Now let's have a look at the Hedge strategy. The Hedge strategy is an independent strategy with a mostly negative correlation to equity. A negative correlation means, that equity drawdowns are reduced due to an inverse (negative correlation) movement of the hedge ETFs. Below, you see how the Hedge performed since 2000. It is composed of two sub-strategies which can be allocated between 40-60%.
The GLD-UUP sub-strategy allocates between gold (GLD) and the US dollar index (UUP). Both ETFs are safe haven ETFs and at least one of them should always have a negative correlation to equity. Normally a strong US dollar is not good for gold, however, during market corrections investors normally go to cash or gold or both.

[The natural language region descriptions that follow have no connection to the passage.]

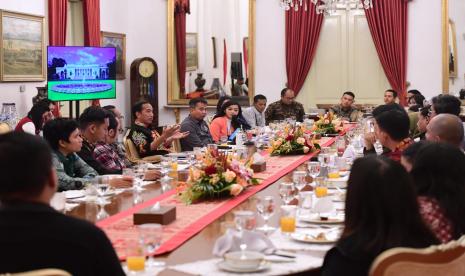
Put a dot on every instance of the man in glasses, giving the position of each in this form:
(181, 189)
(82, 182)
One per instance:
(285, 108)
(195, 125)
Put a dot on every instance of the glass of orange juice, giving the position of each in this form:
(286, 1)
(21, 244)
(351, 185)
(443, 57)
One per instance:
(333, 172)
(321, 189)
(288, 219)
(135, 255)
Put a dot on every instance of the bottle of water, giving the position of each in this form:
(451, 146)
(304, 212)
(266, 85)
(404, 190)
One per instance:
(240, 137)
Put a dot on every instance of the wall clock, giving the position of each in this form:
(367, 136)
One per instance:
(144, 84)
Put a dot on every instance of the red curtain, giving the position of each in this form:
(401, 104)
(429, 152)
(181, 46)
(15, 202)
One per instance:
(57, 13)
(225, 62)
(246, 57)
(302, 33)
(181, 7)
(91, 9)
(388, 26)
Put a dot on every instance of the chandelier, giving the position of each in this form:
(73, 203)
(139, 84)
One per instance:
(326, 7)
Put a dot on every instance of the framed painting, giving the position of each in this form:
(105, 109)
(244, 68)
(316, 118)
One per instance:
(22, 56)
(192, 54)
(119, 42)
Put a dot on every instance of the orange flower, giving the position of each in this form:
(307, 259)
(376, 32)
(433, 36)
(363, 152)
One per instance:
(235, 189)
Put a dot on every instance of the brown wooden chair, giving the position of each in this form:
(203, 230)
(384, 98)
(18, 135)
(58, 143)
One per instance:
(40, 272)
(132, 153)
(445, 259)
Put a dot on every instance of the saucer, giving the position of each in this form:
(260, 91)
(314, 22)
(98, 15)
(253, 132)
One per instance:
(71, 194)
(224, 266)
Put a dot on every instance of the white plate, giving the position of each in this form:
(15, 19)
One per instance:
(224, 266)
(331, 220)
(71, 194)
(177, 154)
(309, 238)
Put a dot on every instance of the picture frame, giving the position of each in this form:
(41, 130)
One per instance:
(117, 40)
(192, 52)
(452, 50)
(22, 56)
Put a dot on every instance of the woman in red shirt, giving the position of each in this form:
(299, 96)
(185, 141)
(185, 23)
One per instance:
(440, 183)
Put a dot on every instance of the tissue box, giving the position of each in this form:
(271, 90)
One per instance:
(165, 215)
(260, 167)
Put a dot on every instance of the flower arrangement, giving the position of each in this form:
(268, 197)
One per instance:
(293, 140)
(219, 175)
(328, 124)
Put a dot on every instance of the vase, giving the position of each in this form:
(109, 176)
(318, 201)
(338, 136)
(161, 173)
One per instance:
(200, 82)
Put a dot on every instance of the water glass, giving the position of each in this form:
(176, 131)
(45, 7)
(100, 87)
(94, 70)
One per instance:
(298, 177)
(288, 220)
(265, 207)
(378, 147)
(151, 235)
(223, 140)
(135, 255)
(305, 202)
(244, 220)
(314, 169)
(340, 145)
(286, 191)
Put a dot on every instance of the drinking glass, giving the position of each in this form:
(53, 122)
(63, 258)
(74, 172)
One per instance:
(286, 191)
(378, 147)
(314, 169)
(135, 257)
(287, 220)
(325, 159)
(165, 165)
(265, 207)
(321, 189)
(198, 153)
(244, 220)
(298, 177)
(340, 145)
(151, 235)
(223, 140)
(305, 202)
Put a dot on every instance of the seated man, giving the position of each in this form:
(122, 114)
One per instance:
(345, 109)
(104, 153)
(93, 123)
(64, 138)
(32, 234)
(445, 104)
(255, 115)
(194, 124)
(240, 88)
(445, 128)
(391, 129)
(147, 141)
(285, 108)
(390, 96)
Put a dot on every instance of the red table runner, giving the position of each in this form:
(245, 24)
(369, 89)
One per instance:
(191, 219)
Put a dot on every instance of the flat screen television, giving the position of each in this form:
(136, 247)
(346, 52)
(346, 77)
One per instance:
(81, 73)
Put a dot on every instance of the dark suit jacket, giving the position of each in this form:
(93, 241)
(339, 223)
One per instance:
(35, 236)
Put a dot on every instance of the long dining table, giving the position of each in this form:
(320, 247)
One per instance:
(199, 245)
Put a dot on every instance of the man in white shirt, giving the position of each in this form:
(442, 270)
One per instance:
(255, 115)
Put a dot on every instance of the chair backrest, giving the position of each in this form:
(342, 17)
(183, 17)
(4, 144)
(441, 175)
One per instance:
(130, 148)
(133, 154)
(444, 259)
(40, 272)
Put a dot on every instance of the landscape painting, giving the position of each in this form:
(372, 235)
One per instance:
(22, 54)
(119, 42)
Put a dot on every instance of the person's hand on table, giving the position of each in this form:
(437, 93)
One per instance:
(125, 181)
(152, 175)
(370, 140)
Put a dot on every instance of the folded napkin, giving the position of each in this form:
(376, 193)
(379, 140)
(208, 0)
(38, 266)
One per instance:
(349, 152)
(231, 240)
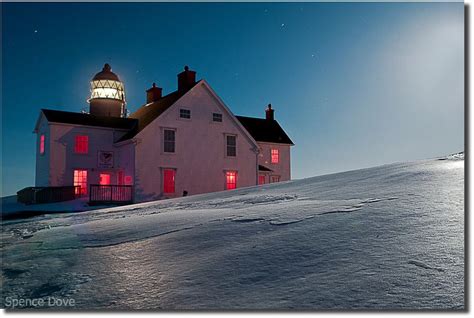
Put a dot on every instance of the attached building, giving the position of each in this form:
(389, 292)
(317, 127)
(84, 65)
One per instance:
(187, 142)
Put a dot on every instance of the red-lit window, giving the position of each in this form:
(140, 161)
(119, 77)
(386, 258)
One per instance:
(275, 155)
(80, 180)
(231, 180)
(82, 144)
(104, 179)
(42, 144)
(231, 145)
(120, 178)
(168, 180)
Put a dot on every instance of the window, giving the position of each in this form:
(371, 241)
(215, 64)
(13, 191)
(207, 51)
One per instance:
(231, 180)
(217, 117)
(168, 180)
(42, 144)
(80, 180)
(128, 180)
(169, 140)
(104, 179)
(82, 144)
(274, 179)
(120, 178)
(231, 145)
(275, 155)
(185, 113)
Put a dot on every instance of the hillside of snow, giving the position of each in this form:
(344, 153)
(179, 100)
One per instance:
(389, 237)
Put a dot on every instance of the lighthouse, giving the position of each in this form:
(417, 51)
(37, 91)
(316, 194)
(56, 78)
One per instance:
(107, 94)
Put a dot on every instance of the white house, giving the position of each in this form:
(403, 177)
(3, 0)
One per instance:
(184, 143)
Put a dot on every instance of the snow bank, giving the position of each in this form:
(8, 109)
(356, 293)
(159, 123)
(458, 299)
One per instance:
(389, 237)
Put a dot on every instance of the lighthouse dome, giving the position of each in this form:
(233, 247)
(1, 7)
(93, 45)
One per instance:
(107, 94)
(106, 74)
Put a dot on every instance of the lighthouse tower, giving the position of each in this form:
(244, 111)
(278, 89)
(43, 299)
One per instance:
(107, 94)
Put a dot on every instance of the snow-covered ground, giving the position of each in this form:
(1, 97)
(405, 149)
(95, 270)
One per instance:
(390, 237)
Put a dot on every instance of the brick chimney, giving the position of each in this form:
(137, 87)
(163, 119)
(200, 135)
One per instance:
(153, 94)
(186, 79)
(270, 113)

The other part of the Hedge strategy is the Treasury hedge sub-strategy which invests in 3 Treasury ETFs of different duration. These ETFs are TLT which is a 20+ year Treasury ETF, TIP which is an inflation protected government bond ETF and GSY which is a short duration (less than one year) bond ETF. Now, the Hedge strategy is invested in 60% GLD and 40% TLT which makes sense, as these are the classic safe haven ETFs during difficult market conditions.
Putting it Together
Personally, I do not trust the actual strong recovery of the equity market. It is possible that we may experience an extended crisis with quite a delay. Additionally, the huge amount of debt used to cure this crisis could result in a period of inflation or even deflation if consumption and production does not recover within a short time.
Nobody will be able to predict the precise outcome of this crisis, however for me one thing is clear - if you are limiting your investment horizon to "equity only", then you are risking too much. Better think like Harry Browne and consider diversifying to more asset classes which perform well during any economic condition.